Intel had long promised that Moorestown will have an idle power consumption just 1/10th of today's Atoms. "We're delivering exactly against our goals," said Chandrasekher, providing what was billed as the world's first on-stage demonstration of actual Moorestown silicon. Comparing an instrumented Moorestown device to the previous "Menlow" platform (above left), he displayed a real-time graph (above right) apparently showing that Moorestown's power consumption is even lower than expected.

Chandrasekher showed off BYD's "Mars" phone and a bevy of MIDs
(Click either image to enlarge)

Adding that "I thought I'd have to wait until Moorestown to get a phone utilizing our technology," he brandished a prototype phone from BYD Electronics code-named "Mars." Apparently at the time using a Z5xx Atom, the Mars phone (above left) was touted by Chandrasekher as providing "Windows XP in your pocket," he added.

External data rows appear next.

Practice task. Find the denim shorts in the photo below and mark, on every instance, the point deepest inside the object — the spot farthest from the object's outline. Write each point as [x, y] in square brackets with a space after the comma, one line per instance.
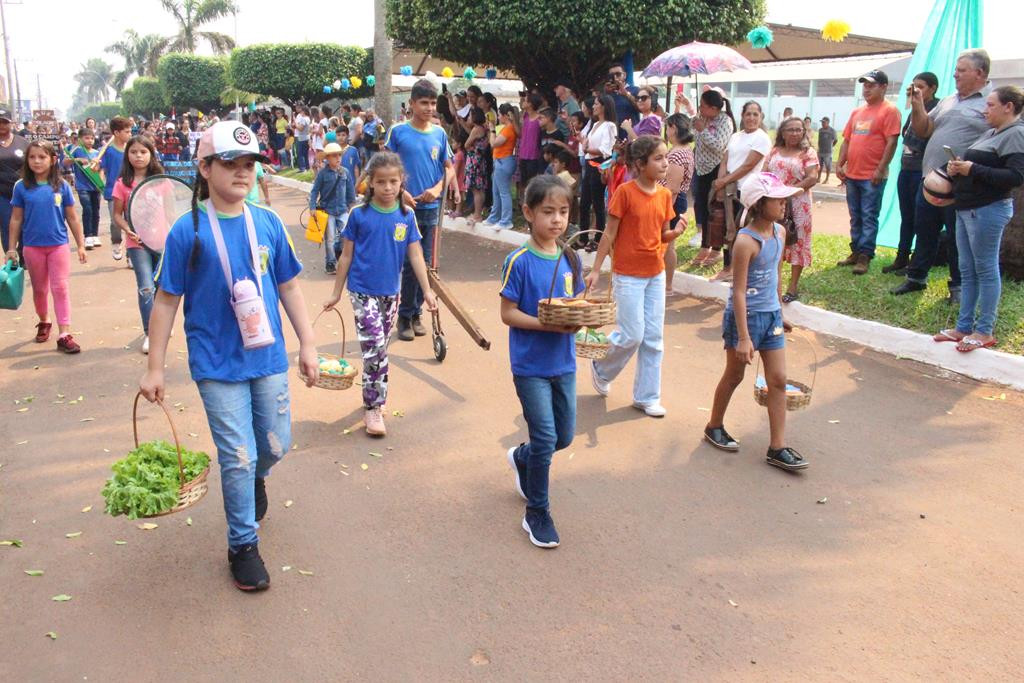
[765, 329]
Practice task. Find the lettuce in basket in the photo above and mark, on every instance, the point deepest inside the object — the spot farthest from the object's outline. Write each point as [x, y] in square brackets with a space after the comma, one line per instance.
[145, 481]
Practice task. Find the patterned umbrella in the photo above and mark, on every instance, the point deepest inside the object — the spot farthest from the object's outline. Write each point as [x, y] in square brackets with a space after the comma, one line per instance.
[695, 57]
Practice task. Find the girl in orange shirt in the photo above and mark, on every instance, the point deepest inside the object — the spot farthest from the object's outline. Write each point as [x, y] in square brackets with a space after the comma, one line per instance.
[638, 229]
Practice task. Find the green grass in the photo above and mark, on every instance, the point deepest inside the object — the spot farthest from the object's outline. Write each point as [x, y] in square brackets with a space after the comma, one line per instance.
[834, 288]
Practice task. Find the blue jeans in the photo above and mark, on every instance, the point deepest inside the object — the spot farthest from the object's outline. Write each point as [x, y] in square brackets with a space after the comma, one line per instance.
[90, 212]
[864, 202]
[302, 155]
[549, 408]
[978, 236]
[501, 180]
[907, 188]
[928, 223]
[640, 302]
[246, 418]
[144, 262]
[411, 302]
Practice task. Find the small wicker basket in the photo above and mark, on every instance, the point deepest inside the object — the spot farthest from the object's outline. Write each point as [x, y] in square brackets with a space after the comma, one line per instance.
[795, 400]
[583, 311]
[335, 382]
[189, 493]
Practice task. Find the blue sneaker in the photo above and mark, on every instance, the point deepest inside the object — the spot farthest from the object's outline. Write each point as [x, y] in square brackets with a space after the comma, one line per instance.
[520, 471]
[541, 527]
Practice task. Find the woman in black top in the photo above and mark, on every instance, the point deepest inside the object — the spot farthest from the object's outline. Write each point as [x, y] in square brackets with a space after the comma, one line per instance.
[982, 181]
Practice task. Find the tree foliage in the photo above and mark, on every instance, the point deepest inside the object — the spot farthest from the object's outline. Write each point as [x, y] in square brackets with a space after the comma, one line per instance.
[190, 81]
[145, 97]
[299, 72]
[547, 40]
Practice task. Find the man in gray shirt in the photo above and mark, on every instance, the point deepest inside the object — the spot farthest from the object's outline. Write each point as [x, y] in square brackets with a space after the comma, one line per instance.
[956, 122]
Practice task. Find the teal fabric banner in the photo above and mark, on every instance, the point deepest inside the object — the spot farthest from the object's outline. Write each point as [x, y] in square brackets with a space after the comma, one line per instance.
[952, 27]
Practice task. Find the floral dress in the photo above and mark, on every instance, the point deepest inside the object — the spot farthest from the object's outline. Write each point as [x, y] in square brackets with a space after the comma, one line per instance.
[476, 166]
[793, 170]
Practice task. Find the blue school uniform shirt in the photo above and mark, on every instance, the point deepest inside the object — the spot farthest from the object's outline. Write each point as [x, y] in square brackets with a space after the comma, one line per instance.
[423, 154]
[525, 280]
[111, 165]
[215, 350]
[43, 218]
[81, 181]
[380, 239]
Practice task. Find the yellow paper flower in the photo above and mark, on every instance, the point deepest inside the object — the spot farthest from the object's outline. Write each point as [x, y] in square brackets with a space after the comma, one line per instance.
[836, 31]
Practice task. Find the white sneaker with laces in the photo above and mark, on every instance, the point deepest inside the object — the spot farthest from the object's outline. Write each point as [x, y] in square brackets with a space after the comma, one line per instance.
[651, 410]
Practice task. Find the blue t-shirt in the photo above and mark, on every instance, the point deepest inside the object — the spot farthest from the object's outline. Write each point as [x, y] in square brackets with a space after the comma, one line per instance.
[215, 350]
[525, 280]
[380, 240]
[43, 220]
[423, 154]
[82, 182]
[111, 166]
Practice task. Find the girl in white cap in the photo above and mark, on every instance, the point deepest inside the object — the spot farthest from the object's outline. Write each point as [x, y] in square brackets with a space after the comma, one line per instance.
[753, 319]
[233, 262]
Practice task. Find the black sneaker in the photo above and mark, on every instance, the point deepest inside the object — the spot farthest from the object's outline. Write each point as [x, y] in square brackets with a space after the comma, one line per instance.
[786, 459]
[541, 527]
[720, 438]
[248, 569]
[404, 330]
[260, 492]
[520, 471]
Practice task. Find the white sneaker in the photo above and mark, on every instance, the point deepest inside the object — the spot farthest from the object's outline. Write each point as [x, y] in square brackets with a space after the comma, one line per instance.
[600, 386]
[651, 410]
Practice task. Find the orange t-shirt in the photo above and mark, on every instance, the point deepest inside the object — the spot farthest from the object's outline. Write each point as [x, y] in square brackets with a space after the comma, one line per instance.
[866, 132]
[638, 248]
[508, 148]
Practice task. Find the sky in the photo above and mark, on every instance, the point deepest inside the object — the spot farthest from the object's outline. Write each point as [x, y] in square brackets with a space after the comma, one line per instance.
[31, 25]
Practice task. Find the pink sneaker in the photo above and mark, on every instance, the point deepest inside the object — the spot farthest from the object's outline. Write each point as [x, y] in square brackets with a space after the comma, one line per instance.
[374, 419]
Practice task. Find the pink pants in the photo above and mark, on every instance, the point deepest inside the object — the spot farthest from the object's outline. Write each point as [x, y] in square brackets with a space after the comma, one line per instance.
[49, 268]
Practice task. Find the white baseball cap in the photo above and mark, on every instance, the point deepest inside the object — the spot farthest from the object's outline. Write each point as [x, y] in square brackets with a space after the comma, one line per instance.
[227, 140]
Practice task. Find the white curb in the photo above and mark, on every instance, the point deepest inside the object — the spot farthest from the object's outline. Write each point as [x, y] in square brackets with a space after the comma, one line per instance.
[985, 365]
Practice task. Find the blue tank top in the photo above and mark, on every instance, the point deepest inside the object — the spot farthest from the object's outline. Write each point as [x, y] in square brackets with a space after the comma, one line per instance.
[762, 278]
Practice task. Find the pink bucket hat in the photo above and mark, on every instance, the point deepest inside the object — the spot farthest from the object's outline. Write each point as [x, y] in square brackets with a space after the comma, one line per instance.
[758, 185]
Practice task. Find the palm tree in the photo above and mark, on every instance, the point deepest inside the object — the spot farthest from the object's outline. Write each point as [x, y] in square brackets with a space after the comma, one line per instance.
[190, 14]
[95, 80]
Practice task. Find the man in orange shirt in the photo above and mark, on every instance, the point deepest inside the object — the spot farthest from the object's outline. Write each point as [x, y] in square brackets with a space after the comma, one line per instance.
[868, 144]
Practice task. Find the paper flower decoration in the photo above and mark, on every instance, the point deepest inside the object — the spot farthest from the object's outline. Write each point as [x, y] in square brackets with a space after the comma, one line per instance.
[836, 31]
[760, 38]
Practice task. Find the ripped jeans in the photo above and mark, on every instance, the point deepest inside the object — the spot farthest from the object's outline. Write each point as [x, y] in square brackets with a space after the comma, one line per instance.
[144, 262]
[249, 420]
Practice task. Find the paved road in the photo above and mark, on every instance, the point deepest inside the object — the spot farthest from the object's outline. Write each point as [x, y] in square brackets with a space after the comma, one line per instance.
[895, 556]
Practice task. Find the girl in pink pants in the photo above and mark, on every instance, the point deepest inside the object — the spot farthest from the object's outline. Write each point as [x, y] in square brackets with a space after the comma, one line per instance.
[42, 207]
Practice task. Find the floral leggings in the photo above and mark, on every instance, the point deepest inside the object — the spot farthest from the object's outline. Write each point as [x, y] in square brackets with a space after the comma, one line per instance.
[374, 318]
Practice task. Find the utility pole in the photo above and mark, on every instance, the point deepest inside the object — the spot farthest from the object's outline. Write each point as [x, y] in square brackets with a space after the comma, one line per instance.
[382, 65]
[6, 49]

Naturally, Chandrasekher was also on hand for the eventual launch of Moorestown as the Atom Z5xx SoC (system on chip) in May 2010. According to Intel, the Z6xx has 1/50th the idle power consumption of its earlier Z5xx, 1/20th the power consumption for audio playback, and uses about half the power for web browsing or video playback.

Again touting potential smartphone usage, Chandrasekher declined to name any customer wins at the Moorestown launch. He was quoted as saying, "The customers in this [smartphone] domain are much more secretive about what they're doing with the product and about their product timelines, and we'll respect that."

LW's Atom-based GW990 was shown off at a CES keynote, but never produced
(Click to enlarge)

Unfortunately for Intel, it was probably a good idea not to name names. Even at the time, rumors were circulating that LW had decided not to produce its GW990, a Moblin-based smartphone that was demonstrated by Intel CEO Paul Otellini (above) at the January 2010 Consumer Electronics Show (CES).

Aava's Moorestown-based phone
(Click to enlarge)

Another phone touted by Intel at the Moorestown launch came from the Finnish startup Aava Mobile. Said at the time to run Moblin on a 1.5GHz Atom Z6xx CPU, this one still exists as a reference design, but hasn't been turned into a shipping product.

Intel is now saying smartphones will be the province of yet another Atom variant that still isn't on the market, and which is still known only by its "Medfield" code name. According to information that was accidentally leaked in August and to further details provided at a December conference for investors, Medfield will be an all-in-one SoC (system on chip) that moves from the 45nm production employed by Moorestown to a 32nm process.

Taking up half the board space of Moorestown, Medfield will also offer a further (unspecified) reduction in power, Intel has suggested. It will reportedly also have twice the graphics performance of Moorestown, which was already claimed to double that of the original Z5xx Atom.

At last month's Mobile World Congress, Intel said Medfield was sampling with key customers and will be released later this year. It will "extend the performance benefits of Intel architecture into low-power solution specifically designed for the smart phone market segment," the company promised.